I liken it to when you lose your job and have to charge groceries on your credit card. It is a good thing? No. Do you want to do it long-term (or even medium term)? No way. But you do what you have to do to survive first.

this was absolutely the worst part about being out of work for so long. I screwed my credit up in my 20s and my early 30s. i spent a long time slowly but surely whittling that credit card debt down to where i actually saw the end in sight, projecting my credit cards to all be zeroed out within the next 14 to 18 months.

then i lost my job, and most of my cards are right back there, higher than they ever were before.

130Pancho Villa
      ID: 29118157
      Thu, Feb 18, 2010, 11:56
Some of these tea baggers want us to pay off the debt with food money.

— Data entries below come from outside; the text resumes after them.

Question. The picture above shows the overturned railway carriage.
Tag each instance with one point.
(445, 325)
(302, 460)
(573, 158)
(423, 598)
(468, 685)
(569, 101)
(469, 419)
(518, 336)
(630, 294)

Tea baggers are only concerned with the debt because Obama and the Democrats hold sway over the government.

Otherwise they'd be applauding Obama's efforts in this area.

Determined to have a deficit commission with or without Congress' backing, President Barack Obama plans to announce on Thursday that he is establishing a panel similar to — although weaker than — the one lawmakers rejected.

Former White House chief of staff Erskine Bowles and former Republican Senate Whip Alan Simpson would lead the panel, a senior administration official said Tuesday. The official spoke on the condition of anonymity because the president's executive order creating the National Commission on Fiscal Responsibility and Reform had not been announced.

Obama's version of the commission is a weak substitute for what he really wanted: a panel created by Congress that could force lawmakers to consider unpopular remedies to reduce the debt, including curbing politically sensitive entitlements like Social Security and Medicare.

As rejected, the bipartisan 18-member panel would have worked for much of the year and, if 14 members agree, report a deficit reduction blueprint after the November elections that would be voted on before the new Congress convenes next year. The 14 would have to include at least half of the panel's Republicans.

That idea crashed in the Senate, defeated by equal numbers of Democrats and Republicans — some of whom initially supported the idea.


Of course one of the main principles of tea baggers is to not support Obama on anything, regardless of whether it makes sense for the country or not. And these people have the gall to paint themselves as patriotic. They're simply ultra-partisans whose real leaders are Glenn Beck and Sarah Palin, cult of personality pundits whose main goal is to make as much money as possible before their 15 minutes of fame is up.
131Tree
      ID: 23143812
      Thu, Feb 18, 2010, 11:57
one thing i think is getting missed in all this discussion - by the media, and by the rest of us - is that there are actually more retiring Republicans than Democrats in the House, and more retiring Republicans than Democrats in the Senate as well.